Rep. Tim Burchett (R-Tenn.) is concerned about the cost to Tennesseans if the federal $1.2 trillion infrastructure bill and $3.5 trillion reconciliation bill are voted on and passed next week.

“A lot of this stuff doesn’t even have to do with traditional infrastructure,” said Burchett, who represents the 2nd Congressional District in east Tennessee surrounding Knoxville.

Burchett said it feels like Democrats, led by House Speaker Nancy Pelosi, know they are on the way out and are trying to make a deal before they get hurt by this spending in midterm elections.

“I just think they’re out of touch, this leadership, the Democratic leadership,” he said. “They’re sacrificing a lot of their moderate members,” forcing them “to take these tough votes that they really shouldn’t have to do. It’s short-sighted on their part, but I think it goes deeper than that. Pelosi knows she’s on the way out and she’s got to cut a deal and this is her legacy in some liberal utopia.”
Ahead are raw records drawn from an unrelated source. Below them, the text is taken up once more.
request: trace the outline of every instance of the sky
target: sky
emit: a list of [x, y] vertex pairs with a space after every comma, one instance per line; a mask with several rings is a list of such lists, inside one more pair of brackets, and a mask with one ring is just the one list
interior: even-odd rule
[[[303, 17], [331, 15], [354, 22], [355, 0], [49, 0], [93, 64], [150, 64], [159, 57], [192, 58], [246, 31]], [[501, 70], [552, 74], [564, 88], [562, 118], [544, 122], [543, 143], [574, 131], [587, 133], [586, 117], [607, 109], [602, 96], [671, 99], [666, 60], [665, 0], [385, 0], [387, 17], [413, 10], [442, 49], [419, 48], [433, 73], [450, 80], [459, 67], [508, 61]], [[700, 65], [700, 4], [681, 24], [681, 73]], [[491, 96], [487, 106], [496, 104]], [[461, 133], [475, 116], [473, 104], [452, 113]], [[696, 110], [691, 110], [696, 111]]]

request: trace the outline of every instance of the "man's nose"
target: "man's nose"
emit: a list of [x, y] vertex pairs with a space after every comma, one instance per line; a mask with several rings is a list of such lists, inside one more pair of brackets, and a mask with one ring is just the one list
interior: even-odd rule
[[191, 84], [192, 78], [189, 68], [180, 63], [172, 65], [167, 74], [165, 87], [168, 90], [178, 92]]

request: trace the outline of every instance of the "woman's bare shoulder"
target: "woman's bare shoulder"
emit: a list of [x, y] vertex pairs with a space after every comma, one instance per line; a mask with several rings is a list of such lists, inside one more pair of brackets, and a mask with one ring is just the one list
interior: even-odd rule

When the infrastructure bill passed the Senate last month, it was touted by Democrats as a plan for much-needed infrastructure improvements throughout the country.

“It’s been a long and winding road, but we have persisted, and now we have arrived,” Senate Majority Leader Chuck Schumer (D-N.Y.), said on the Senate floor before the vote. “There were many logs in our path, detours along the way, but the American people will now see the most robust injection of funds into infrastructure in decades.”

The U.S. Chamber of Commerce has opposed the bill, and a group of Democratic House members have said it will vote for the infrastructure bill only if the $3.5 trillion Build Back Better Act passes first.

Burchett said he wishes the federal government operated more like Tennessee, with a balanced budget and caption bills, which authorize spending for specific items without any add-ons.

It’s the “pork” that bothers Burchett with the infrastructure bill, as $550 million is targeted toward hard infrastructure Burchett would support, such as roads, bridges, dams and drains.

“There’s $256 billion that’s going to add to the debt,” Burchett said of the Congressional Budget Office’s estimate. “At this pace, what does that even matter anymore? It matters to people like me. It matters to people in Tennessee.”

Burchett singled out the $7.5 billion earmarked for electric vehicle charging stations along highways, saying that type of subsidy is competing against private businesses such as Tesla and would create a convenient opportunity for “murderers and thieves” to prowl at the charging stations late at night.